Patients with minor SUI were excluded from participation in the study, even when their incontinence was not considered clinically relevant. This was to enable us to test the patients with true occult incontinence. We recognize, however, that excluding this many patients could reduce the clinical relevance of the study, as many POP patients have a minor degree of SUI. It could also have contributed to the low percentage of clinically significant POSUI after prolapse repair. Our study included heterogeneous patients regarding type of prolapse and type of prolapse surgery performed. This heterogeneity was deliberate, as one of the study goals was to identify a preoperative occult incontinence test or combination of tests simple enough to be implemented in an ordinary clinical setting, which implies a heterogeneous POP population. It is well known that occult UI may be demonstrated by prolapse reduction in any compartment, even in isolated defects of the posterior vaginal wall [23]. A test with high performance in predicting POSUI for any individual woman with POP, regardless of dominating compartment, would therefore be preferable. Our sample size did not allow meaningful subanalyses for the various dominating POP compartments in relation to POSUI prediction. We also recognize that type of surgery could have an impact on the incidence of POSUI, as different techniques may alter the vaginal axis differently when aiming for restoration of normal anatomy. However, the majority (67 %) of our patients underwent a traditional Manchester operation (Table 1), consisting of an anterior and posterior colporrhaphy and cervical amputation, and the performance of the various preoperative tests (individual or combinations) was similar for this largest group as for the entire study group (data not shown). Neither the surgeon nor the doctor performing the postoperative follow-up was blinded to the results of the preoperative testing. In our opinion, a lack of blinding did not influence results, as type of surgery was decided upon before testing and primary outcome was defined as subjective information supplied by the patient on a validated questionnaire. The patient herself was not actively informed about her preoperative testing status.

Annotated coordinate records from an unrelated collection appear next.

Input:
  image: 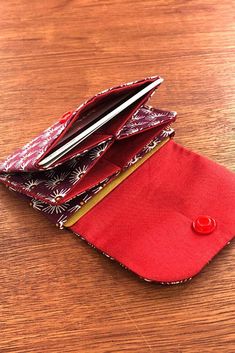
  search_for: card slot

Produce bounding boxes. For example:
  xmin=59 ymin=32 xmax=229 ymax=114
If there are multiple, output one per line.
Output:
xmin=117 ymin=106 xmax=177 ymax=139
xmin=64 ymin=157 xmax=121 ymax=202
xmin=38 ymin=78 xmax=162 ymax=169
xmin=103 ymin=127 xmax=169 ymax=168
xmin=47 ymin=133 xmax=112 ymax=169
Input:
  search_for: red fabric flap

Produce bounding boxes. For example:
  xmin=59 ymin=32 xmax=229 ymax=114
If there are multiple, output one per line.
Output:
xmin=71 ymin=141 xmax=235 ymax=283
xmin=0 ymin=76 xmax=162 ymax=173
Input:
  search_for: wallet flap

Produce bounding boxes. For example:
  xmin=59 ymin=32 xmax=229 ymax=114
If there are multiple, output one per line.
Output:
xmin=71 ymin=141 xmax=235 ymax=283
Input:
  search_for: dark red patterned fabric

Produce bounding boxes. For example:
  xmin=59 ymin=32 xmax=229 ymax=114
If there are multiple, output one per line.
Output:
xmin=71 ymin=141 xmax=235 ymax=283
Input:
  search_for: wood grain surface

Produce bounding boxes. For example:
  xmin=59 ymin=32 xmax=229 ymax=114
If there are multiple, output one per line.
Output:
xmin=0 ymin=0 xmax=235 ymax=353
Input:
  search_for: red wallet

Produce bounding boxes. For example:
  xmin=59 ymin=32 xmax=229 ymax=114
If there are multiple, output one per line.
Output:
xmin=0 ymin=76 xmax=235 ymax=284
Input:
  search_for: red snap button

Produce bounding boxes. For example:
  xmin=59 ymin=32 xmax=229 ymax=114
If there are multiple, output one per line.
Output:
xmin=60 ymin=112 xmax=72 ymax=124
xmin=193 ymin=216 xmax=216 ymax=234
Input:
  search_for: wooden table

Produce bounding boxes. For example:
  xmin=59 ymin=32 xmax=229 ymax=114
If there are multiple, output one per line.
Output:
xmin=0 ymin=0 xmax=235 ymax=353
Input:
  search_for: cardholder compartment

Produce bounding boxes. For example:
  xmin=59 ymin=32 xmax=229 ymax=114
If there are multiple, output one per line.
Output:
xmin=71 ymin=141 xmax=235 ymax=284
xmin=117 ymin=106 xmax=177 ymax=139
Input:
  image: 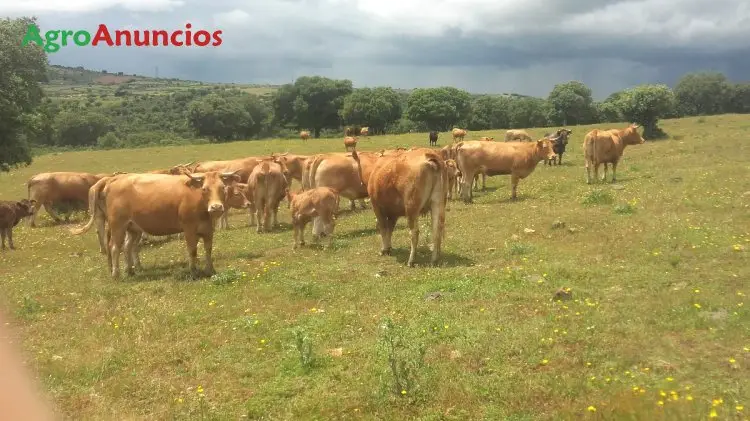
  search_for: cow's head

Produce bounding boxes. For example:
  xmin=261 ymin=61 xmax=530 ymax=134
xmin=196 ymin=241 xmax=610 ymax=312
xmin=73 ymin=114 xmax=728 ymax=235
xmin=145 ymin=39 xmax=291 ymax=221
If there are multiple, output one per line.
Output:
xmin=534 ymin=137 xmax=557 ymax=160
xmin=15 ymin=199 xmax=36 ymax=219
xmin=185 ymin=170 xmax=240 ymax=216
xmin=226 ymin=183 xmax=250 ymax=209
xmin=622 ymin=123 xmax=646 ymax=145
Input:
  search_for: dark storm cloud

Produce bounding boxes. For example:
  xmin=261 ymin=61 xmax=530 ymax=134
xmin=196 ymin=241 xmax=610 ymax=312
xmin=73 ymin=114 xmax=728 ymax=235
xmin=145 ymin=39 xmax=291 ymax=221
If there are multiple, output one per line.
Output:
xmin=5 ymin=0 xmax=750 ymax=98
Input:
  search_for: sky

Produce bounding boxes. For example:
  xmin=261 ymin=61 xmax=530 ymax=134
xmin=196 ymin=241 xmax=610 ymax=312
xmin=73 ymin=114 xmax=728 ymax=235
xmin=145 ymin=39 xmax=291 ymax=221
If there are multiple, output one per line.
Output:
xmin=0 ymin=0 xmax=750 ymax=100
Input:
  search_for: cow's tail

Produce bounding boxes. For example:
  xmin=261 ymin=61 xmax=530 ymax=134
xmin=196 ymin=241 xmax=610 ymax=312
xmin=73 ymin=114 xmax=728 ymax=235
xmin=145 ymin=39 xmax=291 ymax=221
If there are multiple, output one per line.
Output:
xmin=352 ymin=150 xmax=367 ymax=186
xmin=70 ymin=177 xmax=109 ymax=235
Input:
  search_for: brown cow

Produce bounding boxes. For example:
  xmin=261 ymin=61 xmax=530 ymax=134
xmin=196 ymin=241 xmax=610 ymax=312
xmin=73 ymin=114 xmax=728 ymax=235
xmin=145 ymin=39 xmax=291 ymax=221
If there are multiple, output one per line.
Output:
xmin=26 ymin=172 xmax=122 ymax=227
xmin=583 ymin=124 xmax=646 ymax=184
xmin=505 ymin=130 xmax=534 ymax=142
xmin=344 ymin=136 xmax=357 ymax=151
xmin=273 ymin=152 xmax=310 ymax=184
xmin=71 ymin=171 xmax=239 ymax=279
xmin=0 ymin=199 xmax=36 ymax=250
xmin=148 ymin=161 xmax=195 ymax=175
xmin=310 ymin=152 xmax=380 ymax=210
xmin=452 ymin=127 xmax=466 ymax=143
xmin=218 ymin=183 xmax=250 ymax=229
xmin=445 ymin=159 xmax=461 ymax=199
xmin=192 ymin=154 xmax=284 ymax=183
xmin=287 ymin=187 xmax=339 ymax=248
xmin=352 ymin=148 xmax=448 ymax=266
xmin=457 ymin=138 xmax=554 ymax=202
xmin=245 ymin=161 xmax=289 ymax=232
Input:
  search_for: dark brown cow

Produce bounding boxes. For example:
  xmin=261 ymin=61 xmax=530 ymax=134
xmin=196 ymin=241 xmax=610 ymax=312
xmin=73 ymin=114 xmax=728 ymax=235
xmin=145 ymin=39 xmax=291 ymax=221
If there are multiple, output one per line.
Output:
xmin=0 ymin=199 xmax=36 ymax=250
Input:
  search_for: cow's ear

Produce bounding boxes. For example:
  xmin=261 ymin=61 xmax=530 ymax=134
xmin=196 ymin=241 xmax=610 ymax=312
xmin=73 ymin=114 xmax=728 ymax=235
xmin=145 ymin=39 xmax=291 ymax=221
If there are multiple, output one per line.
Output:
xmin=185 ymin=174 xmax=203 ymax=188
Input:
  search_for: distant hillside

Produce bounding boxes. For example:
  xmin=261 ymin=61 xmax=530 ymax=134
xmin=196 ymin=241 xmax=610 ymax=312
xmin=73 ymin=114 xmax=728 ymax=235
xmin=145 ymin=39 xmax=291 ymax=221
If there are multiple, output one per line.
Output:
xmin=43 ymin=65 xmax=527 ymax=98
xmin=43 ymin=65 xmax=279 ymax=97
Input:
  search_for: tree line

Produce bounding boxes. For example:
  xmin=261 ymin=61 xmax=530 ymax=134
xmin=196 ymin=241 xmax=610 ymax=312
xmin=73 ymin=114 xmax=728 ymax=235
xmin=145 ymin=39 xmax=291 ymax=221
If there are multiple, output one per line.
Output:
xmin=0 ymin=18 xmax=750 ymax=171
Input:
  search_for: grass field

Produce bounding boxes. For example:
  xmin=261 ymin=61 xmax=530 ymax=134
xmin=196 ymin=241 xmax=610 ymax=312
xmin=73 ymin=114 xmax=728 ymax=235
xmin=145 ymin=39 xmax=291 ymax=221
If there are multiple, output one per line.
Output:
xmin=0 ymin=115 xmax=750 ymax=420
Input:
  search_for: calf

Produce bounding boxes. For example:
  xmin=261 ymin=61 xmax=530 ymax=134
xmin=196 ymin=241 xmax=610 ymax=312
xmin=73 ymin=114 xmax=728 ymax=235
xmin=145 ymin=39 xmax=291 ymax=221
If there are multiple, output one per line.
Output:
xmin=583 ymin=120 xmax=645 ymax=184
xmin=451 ymin=128 xmax=466 ymax=143
xmin=250 ymin=161 xmax=289 ymax=232
xmin=430 ymin=130 xmax=438 ymax=146
xmin=287 ymin=187 xmax=339 ymax=248
xmin=352 ymin=148 xmax=448 ymax=266
xmin=544 ymin=129 xmax=573 ymax=165
xmin=218 ymin=183 xmax=250 ymax=229
xmin=457 ymin=138 xmax=553 ymax=202
xmin=505 ymin=130 xmax=534 ymax=142
xmin=0 ymin=199 xmax=36 ymax=250
xmin=344 ymin=136 xmax=357 ymax=151
xmin=309 ymin=152 xmax=380 ymax=211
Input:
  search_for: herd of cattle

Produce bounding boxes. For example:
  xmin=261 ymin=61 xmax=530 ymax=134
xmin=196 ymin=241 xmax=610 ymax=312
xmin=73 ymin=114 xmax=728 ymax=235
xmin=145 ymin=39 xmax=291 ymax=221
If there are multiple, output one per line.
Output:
xmin=0 ymin=124 xmax=644 ymax=278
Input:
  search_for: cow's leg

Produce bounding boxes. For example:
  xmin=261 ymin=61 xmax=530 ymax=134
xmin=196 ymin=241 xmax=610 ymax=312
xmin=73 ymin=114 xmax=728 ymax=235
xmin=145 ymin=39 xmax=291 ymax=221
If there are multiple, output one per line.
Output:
xmin=247 ymin=205 xmax=255 ymax=227
xmin=5 ymin=227 xmax=16 ymax=250
xmin=44 ymin=202 xmax=62 ymax=222
xmin=185 ymin=230 xmax=198 ymax=274
xmin=28 ymin=201 xmax=42 ymax=228
xmin=299 ymin=221 xmax=307 ymax=246
xmin=406 ymin=217 xmax=419 ymax=267
xmin=200 ymin=234 xmax=216 ymax=275
xmin=109 ymin=227 xmax=125 ymax=279
xmin=372 ymin=208 xmax=391 ymax=256
xmin=255 ymin=203 xmax=265 ymax=232
xmin=263 ymin=202 xmax=273 ymax=232
xmin=510 ymin=174 xmax=520 ymax=200
xmin=132 ymin=231 xmax=143 ymax=270
xmin=123 ymin=230 xmax=137 ymax=276
xmin=430 ymin=200 xmax=445 ymax=265
xmin=612 ymin=161 xmax=617 ymax=183
xmin=593 ymin=161 xmax=601 ymax=181
xmin=461 ymin=172 xmax=474 ymax=203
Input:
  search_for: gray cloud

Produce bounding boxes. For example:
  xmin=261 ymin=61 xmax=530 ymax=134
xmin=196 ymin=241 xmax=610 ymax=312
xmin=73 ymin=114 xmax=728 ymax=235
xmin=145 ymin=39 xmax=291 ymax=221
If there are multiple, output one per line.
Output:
xmin=5 ymin=0 xmax=750 ymax=98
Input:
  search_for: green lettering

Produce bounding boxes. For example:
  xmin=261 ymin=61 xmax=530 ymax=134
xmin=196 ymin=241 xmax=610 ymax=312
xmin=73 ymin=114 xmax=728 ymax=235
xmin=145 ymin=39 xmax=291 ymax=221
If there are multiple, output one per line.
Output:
xmin=44 ymin=31 xmax=60 ymax=53
xmin=73 ymin=31 xmax=91 ymax=47
xmin=63 ymin=31 xmax=73 ymax=47
xmin=21 ymin=23 xmax=44 ymax=47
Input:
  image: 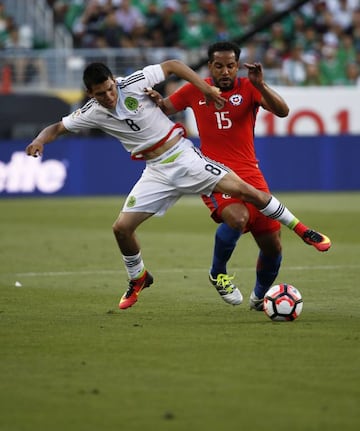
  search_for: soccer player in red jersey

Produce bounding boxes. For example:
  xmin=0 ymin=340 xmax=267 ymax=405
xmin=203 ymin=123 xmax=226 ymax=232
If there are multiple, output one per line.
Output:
xmin=149 ymin=42 xmax=330 ymax=310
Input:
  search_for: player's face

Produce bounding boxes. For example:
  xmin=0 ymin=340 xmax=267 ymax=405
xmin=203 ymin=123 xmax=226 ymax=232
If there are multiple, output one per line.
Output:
xmin=88 ymin=78 xmax=118 ymax=109
xmin=208 ymin=51 xmax=239 ymax=91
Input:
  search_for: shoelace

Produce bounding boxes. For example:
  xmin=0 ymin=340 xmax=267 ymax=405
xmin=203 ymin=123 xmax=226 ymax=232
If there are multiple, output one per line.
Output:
xmin=304 ymin=230 xmax=323 ymax=242
xmin=216 ymin=274 xmax=234 ymax=291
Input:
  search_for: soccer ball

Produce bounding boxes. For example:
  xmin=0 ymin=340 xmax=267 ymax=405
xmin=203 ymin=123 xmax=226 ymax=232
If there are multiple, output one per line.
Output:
xmin=264 ymin=283 xmax=303 ymax=322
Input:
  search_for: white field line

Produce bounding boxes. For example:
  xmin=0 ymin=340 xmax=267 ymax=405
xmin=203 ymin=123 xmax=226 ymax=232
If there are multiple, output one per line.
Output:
xmin=9 ymin=265 xmax=360 ymax=277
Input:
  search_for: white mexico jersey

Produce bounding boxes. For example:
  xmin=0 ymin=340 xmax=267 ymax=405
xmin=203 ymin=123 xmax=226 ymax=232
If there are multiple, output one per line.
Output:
xmin=62 ymin=64 xmax=174 ymax=154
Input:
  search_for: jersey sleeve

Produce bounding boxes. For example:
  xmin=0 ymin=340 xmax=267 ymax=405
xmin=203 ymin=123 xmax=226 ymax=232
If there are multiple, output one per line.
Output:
xmin=169 ymin=83 xmax=195 ymax=111
xmin=143 ymin=64 xmax=165 ymax=87
xmin=62 ymin=108 xmax=96 ymax=133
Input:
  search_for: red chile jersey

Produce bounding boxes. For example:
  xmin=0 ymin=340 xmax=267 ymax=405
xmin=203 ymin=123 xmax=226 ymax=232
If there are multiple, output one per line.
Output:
xmin=170 ymin=77 xmax=266 ymax=188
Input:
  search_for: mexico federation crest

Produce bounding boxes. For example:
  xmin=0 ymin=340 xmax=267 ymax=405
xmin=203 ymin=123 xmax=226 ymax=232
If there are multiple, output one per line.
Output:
xmin=124 ymin=97 xmax=139 ymax=111
xmin=229 ymin=94 xmax=242 ymax=106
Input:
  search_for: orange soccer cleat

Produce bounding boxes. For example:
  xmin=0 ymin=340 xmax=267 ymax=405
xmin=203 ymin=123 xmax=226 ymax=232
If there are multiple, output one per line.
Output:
xmin=119 ymin=271 xmax=154 ymax=310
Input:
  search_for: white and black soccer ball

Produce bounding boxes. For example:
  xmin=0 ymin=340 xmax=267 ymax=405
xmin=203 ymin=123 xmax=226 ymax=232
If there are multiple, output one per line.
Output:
xmin=264 ymin=283 xmax=303 ymax=322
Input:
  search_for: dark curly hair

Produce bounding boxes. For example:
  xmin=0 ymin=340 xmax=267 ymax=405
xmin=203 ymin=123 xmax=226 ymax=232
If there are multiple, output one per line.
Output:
xmin=208 ymin=42 xmax=241 ymax=62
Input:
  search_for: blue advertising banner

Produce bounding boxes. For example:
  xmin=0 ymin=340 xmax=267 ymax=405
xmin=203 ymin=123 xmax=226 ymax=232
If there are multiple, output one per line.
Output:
xmin=0 ymin=135 xmax=360 ymax=197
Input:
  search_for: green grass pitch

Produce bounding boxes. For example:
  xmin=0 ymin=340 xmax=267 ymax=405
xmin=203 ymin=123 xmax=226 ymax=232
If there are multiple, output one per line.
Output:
xmin=0 ymin=192 xmax=360 ymax=431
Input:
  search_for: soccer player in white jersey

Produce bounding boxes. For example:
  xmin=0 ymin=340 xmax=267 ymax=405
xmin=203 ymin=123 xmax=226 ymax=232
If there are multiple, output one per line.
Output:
xmin=26 ymin=60 xmax=331 ymax=309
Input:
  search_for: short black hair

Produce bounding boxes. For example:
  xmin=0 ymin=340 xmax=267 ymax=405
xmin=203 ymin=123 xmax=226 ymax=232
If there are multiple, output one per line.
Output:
xmin=83 ymin=63 xmax=113 ymax=90
xmin=208 ymin=42 xmax=241 ymax=62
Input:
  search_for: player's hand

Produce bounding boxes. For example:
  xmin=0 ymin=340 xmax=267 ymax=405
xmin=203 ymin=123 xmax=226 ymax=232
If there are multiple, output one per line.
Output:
xmin=25 ymin=141 xmax=44 ymax=157
xmin=144 ymin=87 xmax=164 ymax=109
xmin=244 ymin=63 xmax=264 ymax=87
xmin=204 ymin=86 xmax=226 ymax=109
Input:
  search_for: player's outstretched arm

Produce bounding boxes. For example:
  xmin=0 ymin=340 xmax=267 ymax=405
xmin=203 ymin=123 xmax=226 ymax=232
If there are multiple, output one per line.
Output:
xmin=244 ymin=63 xmax=289 ymax=117
xmin=25 ymin=121 xmax=68 ymax=157
xmin=161 ymin=60 xmax=226 ymax=105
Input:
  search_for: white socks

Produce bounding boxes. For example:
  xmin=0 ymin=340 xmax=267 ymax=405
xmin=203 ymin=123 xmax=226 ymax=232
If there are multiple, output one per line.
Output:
xmin=123 ymin=251 xmax=145 ymax=280
xmin=260 ymin=196 xmax=299 ymax=229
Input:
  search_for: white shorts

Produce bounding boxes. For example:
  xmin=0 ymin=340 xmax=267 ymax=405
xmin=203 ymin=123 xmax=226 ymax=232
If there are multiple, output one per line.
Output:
xmin=122 ymin=138 xmax=230 ymax=216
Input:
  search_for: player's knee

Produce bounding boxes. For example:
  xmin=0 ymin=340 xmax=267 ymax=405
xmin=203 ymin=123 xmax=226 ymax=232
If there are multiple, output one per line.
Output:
xmin=226 ymin=211 xmax=249 ymax=232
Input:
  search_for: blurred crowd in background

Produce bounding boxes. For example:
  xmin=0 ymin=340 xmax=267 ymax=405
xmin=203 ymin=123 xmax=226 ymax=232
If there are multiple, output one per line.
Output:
xmin=0 ymin=0 xmax=360 ymax=86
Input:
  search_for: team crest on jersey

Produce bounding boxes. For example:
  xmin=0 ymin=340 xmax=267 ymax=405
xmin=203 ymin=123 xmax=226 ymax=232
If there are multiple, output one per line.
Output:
xmin=124 ymin=96 xmax=139 ymax=111
xmin=126 ymin=196 xmax=136 ymax=208
xmin=229 ymin=94 xmax=242 ymax=106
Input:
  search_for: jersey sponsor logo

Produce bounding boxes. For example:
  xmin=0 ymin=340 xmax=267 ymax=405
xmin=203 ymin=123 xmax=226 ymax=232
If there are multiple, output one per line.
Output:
xmin=0 ymin=151 xmax=67 ymax=194
xmin=229 ymin=94 xmax=243 ymax=106
xmin=124 ymin=96 xmax=139 ymax=111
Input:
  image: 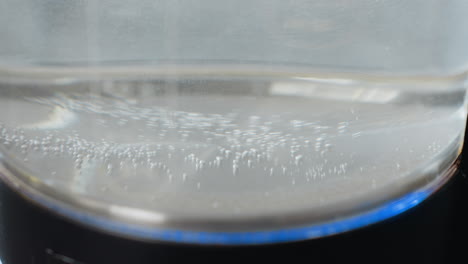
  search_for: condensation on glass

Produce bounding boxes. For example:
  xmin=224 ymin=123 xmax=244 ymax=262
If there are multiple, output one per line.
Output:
xmin=0 ymin=0 xmax=468 ymax=244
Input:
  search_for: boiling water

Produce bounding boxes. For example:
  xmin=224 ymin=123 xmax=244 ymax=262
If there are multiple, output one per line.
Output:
xmin=0 ymin=69 xmax=466 ymax=222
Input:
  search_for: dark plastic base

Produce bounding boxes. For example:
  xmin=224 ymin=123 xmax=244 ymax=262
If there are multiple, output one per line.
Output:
xmin=0 ymin=161 xmax=468 ymax=264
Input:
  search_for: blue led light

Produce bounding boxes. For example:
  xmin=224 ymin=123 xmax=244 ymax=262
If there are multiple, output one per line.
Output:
xmin=38 ymin=191 xmax=431 ymax=244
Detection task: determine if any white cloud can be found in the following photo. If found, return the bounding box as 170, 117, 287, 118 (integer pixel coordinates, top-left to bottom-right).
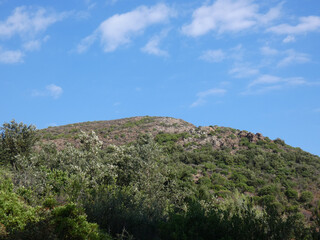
200, 49, 226, 62
249, 75, 283, 87
32, 84, 63, 99
190, 88, 227, 107
242, 75, 310, 95
260, 46, 279, 56
0, 6, 65, 38
141, 31, 169, 57
282, 35, 296, 43
260, 46, 311, 67
0, 47, 24, 64
268, 16, 320, 35
278, 49, 310, 67
182, 0, 281, 37
229, 65, 259, 78
78, 4, 174, 52
23, 36, 50, 52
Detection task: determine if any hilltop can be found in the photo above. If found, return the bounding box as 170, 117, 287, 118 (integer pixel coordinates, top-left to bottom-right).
39, 116, 289, 152
0, 116, 320, 240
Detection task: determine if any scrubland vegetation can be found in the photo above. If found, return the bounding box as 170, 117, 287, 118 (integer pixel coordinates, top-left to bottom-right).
0, 119, 320, 240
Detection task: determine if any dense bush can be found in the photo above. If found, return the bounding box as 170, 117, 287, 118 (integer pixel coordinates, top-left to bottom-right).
0, 120, 320, 240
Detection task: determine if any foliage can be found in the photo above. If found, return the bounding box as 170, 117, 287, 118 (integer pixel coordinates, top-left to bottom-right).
0, 120, 37, 168
0, 120, 320, 240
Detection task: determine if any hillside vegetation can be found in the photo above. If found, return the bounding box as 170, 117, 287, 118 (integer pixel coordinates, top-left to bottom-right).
0, 116, 320, 240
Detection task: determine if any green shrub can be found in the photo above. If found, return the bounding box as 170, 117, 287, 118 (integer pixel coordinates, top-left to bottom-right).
299, 191, 313, 203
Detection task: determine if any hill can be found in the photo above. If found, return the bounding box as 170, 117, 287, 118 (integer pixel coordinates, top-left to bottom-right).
0, 116, 320, 239
39, 116, 285, 152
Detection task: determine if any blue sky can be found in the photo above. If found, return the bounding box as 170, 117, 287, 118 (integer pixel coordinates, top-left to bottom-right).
0, 0, 320, 155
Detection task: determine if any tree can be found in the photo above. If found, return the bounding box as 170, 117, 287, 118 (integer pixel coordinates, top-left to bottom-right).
0, 120, 38, 169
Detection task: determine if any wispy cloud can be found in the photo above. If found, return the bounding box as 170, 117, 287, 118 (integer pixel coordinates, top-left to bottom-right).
242, 75, 320, 95
141, 30, 169, 57
182, 0, 281, 37
0, 46, 24, 64
260, 46, 311, 67
190, 88, 227, 108
22, 35, 50, 52
229, 64, 259, 78
282, 35, 296, 43
200, 49, 226, 62
32, 84, 63, 99
260, 46, 279, 56
0, 6, 65, 39
78, 4, 175, 53
0, 6, 66, 63
267, 16, 320, 35
278, 49, 310, 67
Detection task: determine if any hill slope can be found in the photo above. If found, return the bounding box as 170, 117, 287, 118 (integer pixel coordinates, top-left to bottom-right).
39, 116, 320, 209
40, 116, 285, 150
0, 117, 320, 240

This study demonstrates a positive association between occult incontinence and risk of developing POSUI. However, it also illustrates that a statistical risk demonstrated by a measure of association (such as OR) poorly describes the tests’ ability as a risk marker for individual women and thereby the tests’ clinical usefulness. Even when combining provocation tests, we found poor predictive values. Based on this study, the risk of being in need of treatment for POSUI after prolapse surgery was as low as 4.4 % if there were no pre-existing subjective or objective incontinence. We therefore believe that incontinence surgery should be reserved for the few patients who develop bothersome de novo SUI after reconstructive pelvic surgery. We suggest that incontinence surgery should not be offered as a prophylactic procedure to patients demonstrating occult incontinence.